Some examples of how powerful these optimization models and recommendations engines are… Just last month, the technology predicted a half-marathon time for one of our team’s data analyst with 0.2% accuracy and he just became the second-fastest European ever in this event. Pretty exciting. For the past few years, we’ve had similar accuracy across sports, not just with elite athletes, but also with recreational athletes. And not just with event timings, but also for personalized heart rate zones and things like that.

We’ve talked a bit about exercise optimization and how we go about it, but why in all of this, how does it even matter outside of elite sport? We are functioning as an intelligence layer between the data layer and the interactive layer. We can tell anyone what the optimal amount of activity is for them at any given point of time.

This intelligence is really the product and it’s contextually driven by a combination of algorithms. Think of Intel, it’s a seal of excellence for laptops. Similarly, you have GORE-TEX, which then functions as an ingredient brand for others like Patagonia, North Face, Arc’teryx, which are all similar products, but GORE-TEX is able to service them all and doesn’t really play any direct part in their final design, but essentially powers all of these different brands.

Svexa tech is data source and device-agnostic, and we can work with as little or as much data that is available. This is licensable to both, as I mentioned, hardware and software. Essentially, we’re democratizing access to health and wellness optimization through our team’s deep understanding of human physiology. You have generative AI and voiceover tech, it’s getting a lot of traction within the health and fitness space. Fom our perspective, all of these fall under the custom front-end implementation.

Think of all of these talking to that Svexa intelligence model before they provide any sort of output. And of course at a much, much broader level, the United Nations Sustainable Development Goal 3 aims to ensure good health and wellbeing for all at all ages.

Individualized recommendations for physical activity and exercise are pretty powerful tools when we are trying to achieve this milestone, and so we are striving to play a small part in this.

Going beyond, when you think of elite athletes, at one end of the spectrum, you have learnings from this can be extrapolated to recreational athletes, corporate health, and general health.
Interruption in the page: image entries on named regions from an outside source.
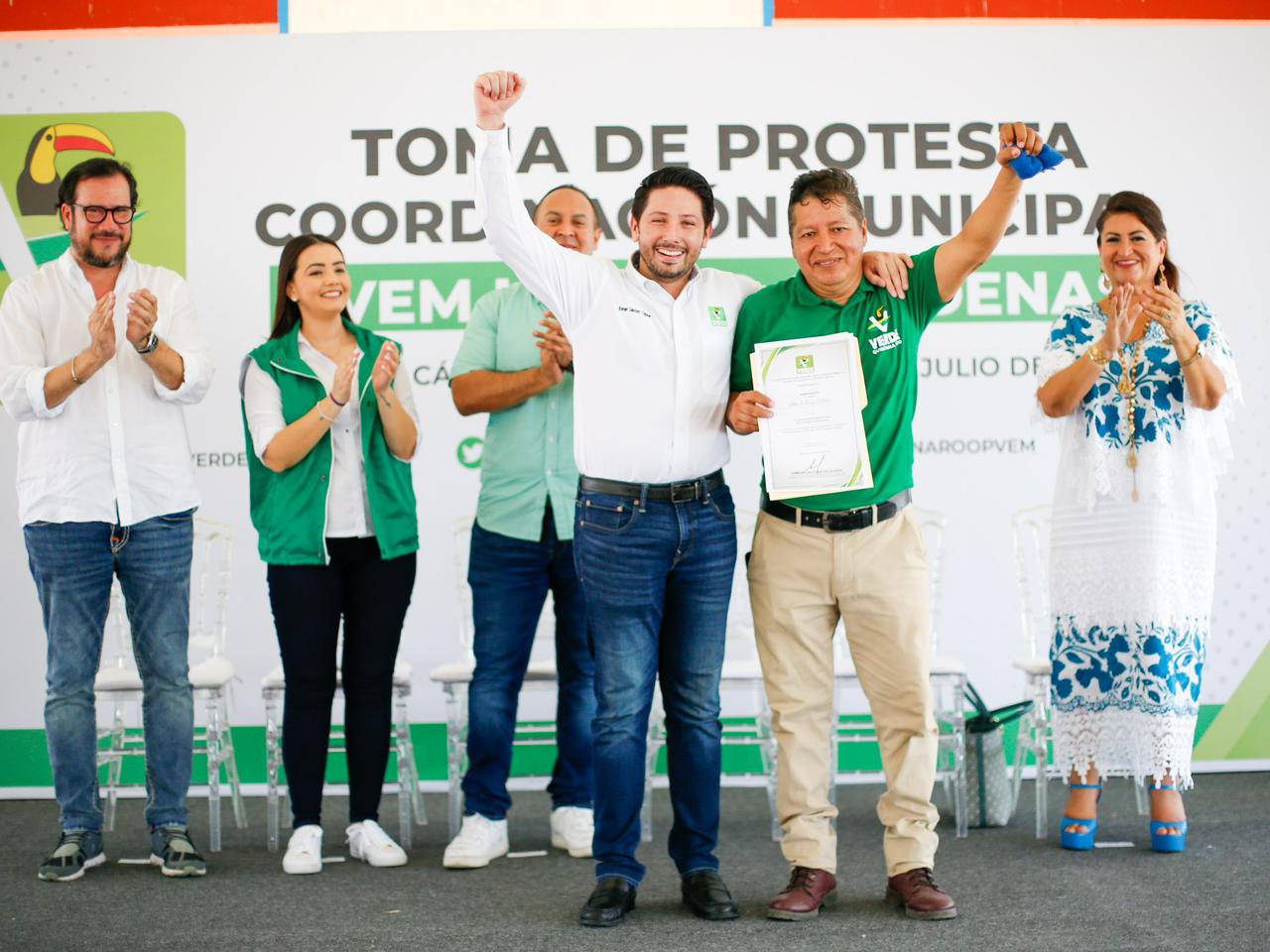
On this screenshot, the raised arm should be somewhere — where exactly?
[935,122,1044,300]
[472,71,609,327]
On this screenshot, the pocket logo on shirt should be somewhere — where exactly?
[869,307,904,355]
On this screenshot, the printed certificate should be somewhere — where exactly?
[749,334,872,499]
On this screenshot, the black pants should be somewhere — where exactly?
[268,538,416,826]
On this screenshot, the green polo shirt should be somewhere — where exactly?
[449,285,577,542]
[731,246,945,512]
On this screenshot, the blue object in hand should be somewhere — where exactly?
[1010,145,1063,178]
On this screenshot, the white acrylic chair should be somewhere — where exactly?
[640,509,780,843]
[92,520,246,852]
[1010,505,1149,839]
[260,625,428,853]
[428,517,557,839]
[829,507,969,837]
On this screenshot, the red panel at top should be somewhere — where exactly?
[775,0,1270,20]
[0,0,278,32]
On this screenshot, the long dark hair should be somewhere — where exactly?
[269,235,352,340]
[1094,191,1179,291]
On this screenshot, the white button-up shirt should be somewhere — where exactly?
[476,128,761,482]
[0,251,212,526]
[239,334,423,538]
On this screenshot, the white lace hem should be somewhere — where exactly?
[1052,708,1195,789]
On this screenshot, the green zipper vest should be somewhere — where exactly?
[242,318,419,565]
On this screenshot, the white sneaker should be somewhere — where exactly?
[552,806,595,857]
[344,820,407,866]
[441,813,507,870]
[282,822,321,875]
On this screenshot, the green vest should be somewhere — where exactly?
[242,318,419,565]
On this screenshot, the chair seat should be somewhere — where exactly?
[92,666,141,693]
[190,654,237,689]
[1011,657,1053,678]
[260,657,414,690]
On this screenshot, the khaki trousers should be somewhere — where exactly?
[749,508,939,876]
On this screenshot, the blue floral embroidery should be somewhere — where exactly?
[1048,302,1225,448]
[1051,615,1207,715]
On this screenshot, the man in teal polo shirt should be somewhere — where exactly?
[727,123,1042,919]
[442,185,600,870]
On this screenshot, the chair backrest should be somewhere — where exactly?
[105,520,234,669]
[449,516,555,661]
[724,508,758,661]
[1010,505,1054,657]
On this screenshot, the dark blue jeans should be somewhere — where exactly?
[574,486,736,884]
[23,511,194,830]
[463,505,595,820]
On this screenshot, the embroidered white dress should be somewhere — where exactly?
[1038,300,1238,787]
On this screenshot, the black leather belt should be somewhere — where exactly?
[577,470,722,503]
[763,489,913,532]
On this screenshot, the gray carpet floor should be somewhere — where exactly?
[0,774,1270,952]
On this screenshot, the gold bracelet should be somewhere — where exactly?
[1174,340,1204,367]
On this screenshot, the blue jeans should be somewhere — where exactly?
[463,505,595,820]
[23,511,194,830]
[572,486,736,885]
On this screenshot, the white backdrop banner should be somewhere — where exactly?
[0,26,1270,751]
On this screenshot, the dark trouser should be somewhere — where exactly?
[463,504,595,820]
[268,536,416,826]
[572,486,736,884]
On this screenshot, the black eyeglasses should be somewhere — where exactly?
[67,202,137,225]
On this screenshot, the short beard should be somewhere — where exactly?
[71,236,132,268]
[639,248,696,281]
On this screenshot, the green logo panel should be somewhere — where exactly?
[0,112,186,295]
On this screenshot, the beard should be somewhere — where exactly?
[639,245,698,281]
[71,234,132,268]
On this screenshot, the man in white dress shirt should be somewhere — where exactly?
[0,159,212,881]
[473,72,759,925]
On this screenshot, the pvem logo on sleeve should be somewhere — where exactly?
[869,307,904,355]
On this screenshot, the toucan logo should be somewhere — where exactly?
[17,122,114,214]
[0,112,186,295]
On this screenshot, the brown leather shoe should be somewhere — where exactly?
[886,866,956,919]
[767,866,838,920]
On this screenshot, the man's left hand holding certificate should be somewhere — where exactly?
[729,334,872,499]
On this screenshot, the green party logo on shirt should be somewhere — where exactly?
[454,436,485,470]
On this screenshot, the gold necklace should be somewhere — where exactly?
[1116,329,1147,503]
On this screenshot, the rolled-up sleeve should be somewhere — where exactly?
[154,281,216,404]
[0,285,66,422]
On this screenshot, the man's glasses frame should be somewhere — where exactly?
[66,202,137,225]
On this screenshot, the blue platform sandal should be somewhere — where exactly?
[1058,783,1102,849]
[1151,783,1187,853]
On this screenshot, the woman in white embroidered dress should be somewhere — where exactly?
[1036,191,1238,852]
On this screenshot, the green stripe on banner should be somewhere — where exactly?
[269,255,1101,334]
[0,704,1229,788]
[1195,645,1270,761]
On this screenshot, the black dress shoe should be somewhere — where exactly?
[577,876,635,925]
[680,870,740,921]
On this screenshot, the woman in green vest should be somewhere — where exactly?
[240,235,419,874]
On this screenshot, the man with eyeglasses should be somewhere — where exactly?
[0,159,212,883]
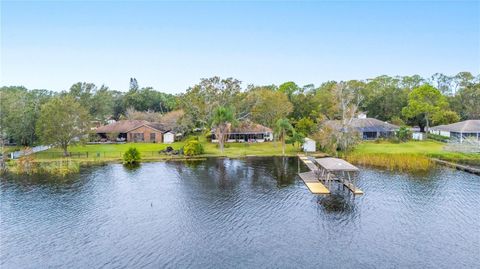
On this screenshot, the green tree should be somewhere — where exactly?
[278,81,300,100]
[123,147,142,165]
[183,139,204,156]
[37,96,89,156]
[287,128,305,148]
[275,118,293,156]
[432,110,460,125]
[0,87,52,146]
[179,77,243,128]
[212,106,235,154]
[402,84,448,131]
[295,117,317,135]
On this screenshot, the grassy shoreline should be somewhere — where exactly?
[346,140,480,171]
[5,141,480,175]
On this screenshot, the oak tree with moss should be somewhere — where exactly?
[36,95,90,156]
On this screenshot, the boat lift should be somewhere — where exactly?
[298,155,363,195]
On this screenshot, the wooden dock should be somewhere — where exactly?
[298,171,330,194]
[298,154,363,195]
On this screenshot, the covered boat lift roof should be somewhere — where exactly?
[298,154,363,195]
[315,157,359,172]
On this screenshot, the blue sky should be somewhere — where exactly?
[1,1,480,93]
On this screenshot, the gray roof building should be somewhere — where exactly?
[324,118,399,139]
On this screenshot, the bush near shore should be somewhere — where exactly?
[346,153,435,172]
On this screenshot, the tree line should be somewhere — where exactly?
[0,72,480,153]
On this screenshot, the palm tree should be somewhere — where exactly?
[275,119,293,156]
[212,106,235,154]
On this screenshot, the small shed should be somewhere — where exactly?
[302,137,316,152]
[429,120,480,143]
[412,132,425,140]
[163,131,175,144]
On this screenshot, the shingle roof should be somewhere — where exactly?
[230,121,272,134]
[324,118,399,132]
[431,120,480,133]
[95,120,165,134]
[212,120,272,134]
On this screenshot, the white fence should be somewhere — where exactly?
[10,146,51,159]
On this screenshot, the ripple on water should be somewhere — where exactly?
[0,158,480,269]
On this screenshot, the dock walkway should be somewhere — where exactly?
[298,155,330,194]
[298,154,363,195]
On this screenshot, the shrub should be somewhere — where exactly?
[396,126,412,142]
[183,139,205,156]
[347,153,435,172]
[123,147,141,164]
[427,133,450,143]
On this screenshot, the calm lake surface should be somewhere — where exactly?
[0,158,480,269]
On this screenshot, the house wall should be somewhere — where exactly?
[428,129,450,137]
[127,126,163,143]
[212,132,273,143]
[163,132,175,144]
[302,139,316,152]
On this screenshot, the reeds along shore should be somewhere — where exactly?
[346,153,435,172]
[8,158,80,177]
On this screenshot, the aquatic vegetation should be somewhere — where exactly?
[183,139,205,156]
[346,153,435,172]
[123,147,142,165]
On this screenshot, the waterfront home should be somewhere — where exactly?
[95,120,171,143]
[211,120,273,143]
[429,120,480,143]
[163,131,175,144]
[302,137,317,152]
[324,113,400,140]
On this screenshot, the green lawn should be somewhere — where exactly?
[36,139,298,161]
[353,140,480,165]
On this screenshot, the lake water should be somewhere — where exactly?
[0,158,480,269]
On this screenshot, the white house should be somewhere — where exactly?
[302,137,316,152]
[212,120,273,143]
[163,131,175,144]
[429,120,480,143]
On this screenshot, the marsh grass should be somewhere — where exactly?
[8,157,80,177]
[346,153,435,172]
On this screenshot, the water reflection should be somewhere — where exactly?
[0,158,480,269]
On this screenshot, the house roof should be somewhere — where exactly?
[229,121,272,134]
[95,120,149,133]
[431,120,480,133]
[324,118,399,132]
[95,120,165,134]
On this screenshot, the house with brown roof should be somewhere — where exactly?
[212,120,273,143]
[429,120,480,143]
[95,120,170,143]
[324,114,400,140]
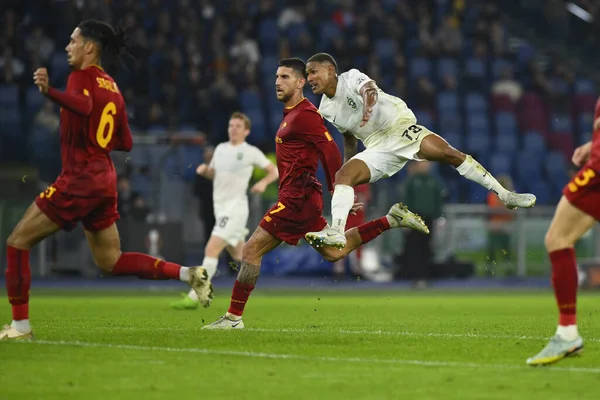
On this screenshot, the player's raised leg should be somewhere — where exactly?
[306,159,371,249]
[204,226,281,329]
[171,235,232,310]
[85,223,213,307]
[527,196,596,365]
[0,203,60,340]
[305,203,429,262]
[417,134,536,209]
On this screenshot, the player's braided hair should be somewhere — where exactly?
[78,19,128,65]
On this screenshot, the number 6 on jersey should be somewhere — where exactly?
[96,101,117,149]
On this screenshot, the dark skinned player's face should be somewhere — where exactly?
[306,61,335,94]
[275,67,305,103]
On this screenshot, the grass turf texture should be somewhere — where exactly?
[0,286,600,400]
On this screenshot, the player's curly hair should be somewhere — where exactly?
[77,19,128,65]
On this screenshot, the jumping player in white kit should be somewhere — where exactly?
[171,112,279,310]
[306,53,536,248]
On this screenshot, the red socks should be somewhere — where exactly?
[6,246,31,321]
[358,216,390,244]
[227,279,254,317]
[112,253,181,280]
[549,247,577,326]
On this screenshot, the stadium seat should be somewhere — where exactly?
[489,153,512,175]
[437,92,459,113]
[465,58,487,80]
[492,58,512,80]
[523,131,546,154]
[465,132,491,154]
[438,58,459,81]
[465,93,488,113]
[494,111,517,136]
[409,57,431,79]
[575,78,596,94]
[414,111,435,129]
[494,133,519,154]
[375,38,397,64]
[550,114,573,132]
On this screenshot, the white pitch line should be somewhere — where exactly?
[16,340,600,374]
[31,324,600,342]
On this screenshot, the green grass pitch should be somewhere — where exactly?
[0,286,600,400]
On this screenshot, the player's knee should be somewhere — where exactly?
[93,251,121,272]
[544,229,573,251]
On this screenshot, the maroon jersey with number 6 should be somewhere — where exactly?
[53,66,132,197]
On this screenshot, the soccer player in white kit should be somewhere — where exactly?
[306,53,536,248]
[171,112,279,310]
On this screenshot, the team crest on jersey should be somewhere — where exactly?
[346,97,356,110]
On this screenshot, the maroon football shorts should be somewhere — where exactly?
[35,186,119,232]
[260,187,327,246]
[563,164,600,221]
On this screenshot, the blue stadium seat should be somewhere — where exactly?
[240,89,262,112]
[466,133,491,154]
[465,93,488,113]
[467,113,490,135]
[437,92,459,112]
[550,114,573,132]
[318,21,342,48]
[577,113,594,134]
[523,131,546,154]
[375,38,397,64]
[575,78,596,94]
[465,58,487,79]
[414,111,435,129]
[492,59,512,80]
[438,58,458,80]
[489,153,512,175]
[441,132,463,149]
[494,134,519,154]
[438,112,464,135]
[494,111,517,135]
[409,57,431,78]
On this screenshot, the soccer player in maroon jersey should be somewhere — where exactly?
[0,20,212,340]
[205,58,428,329]
[527,98,600,365]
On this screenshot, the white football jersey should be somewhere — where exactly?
[209,142,271,209]
[319,69,417,148]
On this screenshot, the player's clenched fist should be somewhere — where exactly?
[196,164,208,176]
[33,68,50,94]
[571,142,592,167]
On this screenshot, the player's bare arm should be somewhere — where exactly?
[250,163,279,194]
[360,81,379,127]
[571,141,592,167]
[33,68,94,117]
[196,164,215,181]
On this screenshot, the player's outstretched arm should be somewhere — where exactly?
[33,68,94,117]
[250,161,279,193]
[360,81,379,127]
[343,132,358,163]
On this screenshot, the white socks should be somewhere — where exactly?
[179,267,190,283]
[556,325,579,342]
[331,185,354,233]
[186,257,219,301]
[456,155,509,201]
[10,319,31,333]
[202,256,219,280]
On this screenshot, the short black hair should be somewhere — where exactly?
[279,57,306,79]
[307,53,338,74]
[77,19,127,64]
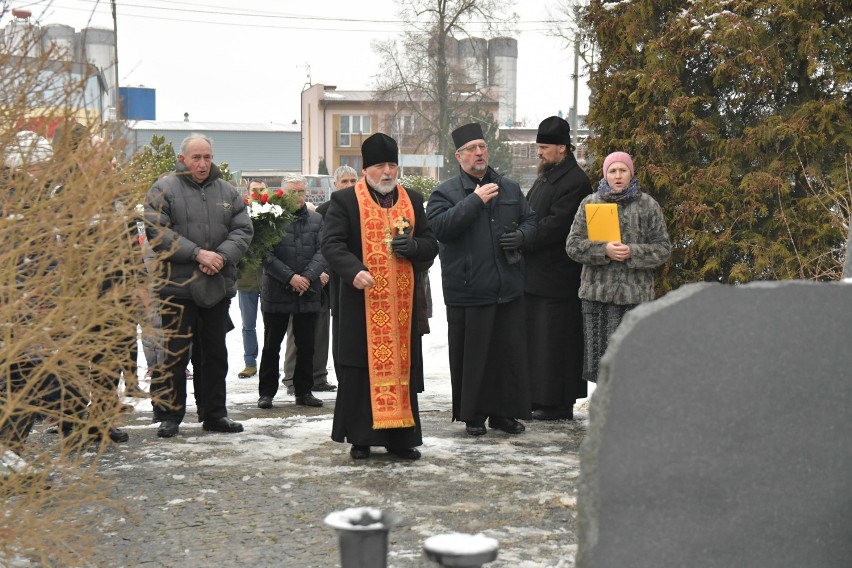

Whether you’re recreational athlete training for your first 5K or running a marathon, leveraging some of the training optimization models allows you to adapt your training plans in a way that you can maybe prevent over-training or prevent injury fitness enthusiasts.

We’ve heard the generic recommendations of 10,000 daily steps and 150 minutes of activity a week. While all of these have been great in terms of getting people active and moving, going forward, I think adaptation within this that factor for everything else going on in your life, all of that has been shown to be more effective than just following a one size fits all model.

Even if it means helping you pick the next workout on one of your favorite fitness apps. When we look at corporate health, if we take a step back and replace performance for productivity, we could potentially utilize the same algorithms that we use for injury and illness prediction to positively make an impact on burnout and productivity within corporate health.

The next piece of the pie is health and wellness, and exercise and activity plays a pretty crucial role in management. The same algorithms that are used to assess an athlete’s daily readiness, for example, via the multiple input parameters that I mentioned, they can and are being actually contextually applied-

Amanda Beaty:

All right. Sorry, Shikha, we’ve got to head over to the next session.

Shikha Tandon:

Okay. Thank you so much.

Amanda Beaty:

If you have time, when I close this, you can pop over to the Q&A and look what’s in there. And the attendees won’t be able to see it, but you can, if you want to put the relevant answers on LinkedIn or something like that then…

Shikha Tandon:

Okay, sounds good. Thank you.

Amanda Beaty:

All right, thanks everyone. We’ll see you in the next session.